Fine tuning with the result of a function call / "tool" role?

I am trying to do some fine-tuning and want to integrate function calls in my fine tuning jsonl file. I found the cookbook entry about fine tuning with function calls, and also several other resources, but none of them show how to integrate the answer to a function call into fine-tuning.

For example, say I want to fine tune a model on the following conversation:

  • The user asks “What’s the current stock price for AAPL?”
  • The assistant initiates a tool call getStockPrice(AAPL)
  • The tool responds with some info, e.g. {‘price’: ‘129.0’, ‘currency’: ‘EUR’}
  • The assistant responds with text “The current stock price for AAPL is 129€”

I tried fine tuning a model as a test by including the following json-line in my jsonl-File:

{"messages": [{"role":"user","content":[{"type":"text","text":"What's the stock price for AAPL currently?"}]},{"role":"assistant","content":[{"type":"text","text":""}],"tool_calls":[{"id":"call_QtVUVBe4Fv3orNGbUtq19gW","type":"function","function":{"name":"get_stock_price","arguments":"{\"symbol\":\"AAPL\"}"}}]},{"role":"tool","content":[{"type":"text","text":"{'price': '129.0', 'currency': 'EUR'}"}],"tool_call_id":"call_QtVUVBe4Fv3orNGbUtq19gW"},{"role":"assistant","content":[{"type":"text","text":"The current stock price for AAPL (Apple Inc.) is €129.0."}]}], "parallel_tool_calls": false, "tools": [{"type":"function","function":{"name":"get_stock_price","description":"Get the current stock price","parameters":{"type":"object","properties":{"symbol":{"type":"string","description":"The stock symbol"}},"additionalProperties":false,"required":["symbol"]},"strict":true}}]}

(I got this structure by creating the conversation on the playground and then exporting it as code)

But when uploading this file in the playground, I get the follwoing strange error:
The job failed due to an invalid training file. Invalid file format. Line 1, message 3, key “content”: Input should be a valid string

which is somewhat confusing as message 3 is the tool response call, which does contain a valid string.

How, if at all, do I need to format the “answer” to a tool call to use in fine-tuning?

1 Like

The error you’re encountering likely stems from how the content field is structured for the tool response. In fine-tuning JSONL files, the content of a tool’s response should be a valid string. In your example, you’re using a dictionary-like structure inside the content field, which could be causing the error.

Here’s a corrected version of your JSON:

  1. Ensure that the tool response (role: tool) contains a plain text string, even if it represents structured data.

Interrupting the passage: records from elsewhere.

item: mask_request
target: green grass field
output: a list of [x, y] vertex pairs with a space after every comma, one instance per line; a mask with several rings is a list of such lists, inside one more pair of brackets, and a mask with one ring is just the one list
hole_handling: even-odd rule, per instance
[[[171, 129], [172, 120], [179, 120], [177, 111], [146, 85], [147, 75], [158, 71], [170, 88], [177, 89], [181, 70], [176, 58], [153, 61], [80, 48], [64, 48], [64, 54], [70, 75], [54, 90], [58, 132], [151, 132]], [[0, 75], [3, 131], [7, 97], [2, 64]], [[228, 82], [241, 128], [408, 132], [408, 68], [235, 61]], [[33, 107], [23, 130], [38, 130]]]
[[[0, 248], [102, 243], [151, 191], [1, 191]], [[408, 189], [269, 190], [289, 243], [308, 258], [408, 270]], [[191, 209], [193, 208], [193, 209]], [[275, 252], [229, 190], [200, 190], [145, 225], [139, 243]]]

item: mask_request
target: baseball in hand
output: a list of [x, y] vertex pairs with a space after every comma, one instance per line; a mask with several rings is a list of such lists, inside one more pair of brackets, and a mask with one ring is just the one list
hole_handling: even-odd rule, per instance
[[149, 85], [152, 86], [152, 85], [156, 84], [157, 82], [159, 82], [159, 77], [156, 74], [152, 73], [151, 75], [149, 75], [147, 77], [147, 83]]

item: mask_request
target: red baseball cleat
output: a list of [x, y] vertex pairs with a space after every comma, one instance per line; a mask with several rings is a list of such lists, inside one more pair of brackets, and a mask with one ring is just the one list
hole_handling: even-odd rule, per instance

You can store the response as a string representation.
  2. Additionally, ensure that all fields are properly formatted as plain text strings.

Here’s an adjusted version:

{
“messages”: [
{
“role”: “user”,
“content”: “What’s the stock price for AAPL currently?”
},
{
“role”: “assistant”,
“content”: “”,
“tool_calls”: [
{
“id”: “call_QtVUVBe4Fv3orNGbUtq19gW”,
“type”: “function”,
“function”: {
“name”: “get_stock_price”,
“arguments”: “{"symbol":"AAPL"}”}}]},
{
“role”: “tool”,
“content”: “{"price": "129.0", "currency": "EUR"}”,
“tool_call_id”: “call_QtVUVBe4Fv3orNGbUtq19gW”
},
{
“role”: “assistant”,
“content”: “The current stock price for AAPL (Apple Inc.) is €129.0.”
}
],
“parallel_tool_calls”: false,
“tools”: [
{
“type”: “function”,
“function”: {
“name”: “get_stock_price”,
“description”: “Get the current stock price”,
“parameters”: {
“type”: “object”,
“properties”: {
“symbol”: {
“type”: “string”,
“description”: “The stock symbol”
}
},
“additionalProperties”: false,
“required”: [“symbol”]
},
“strict”: true} }]}

In this case:

  1. The tool response is now correctly stored as a string "{\"price\": \"129.0\", \"currency\": \"EUR\"}".
  2. The content field for all roles is a plain string, ensuring proper formatting for fine-tuning.

This should resolve the “Input should be a valid string” error.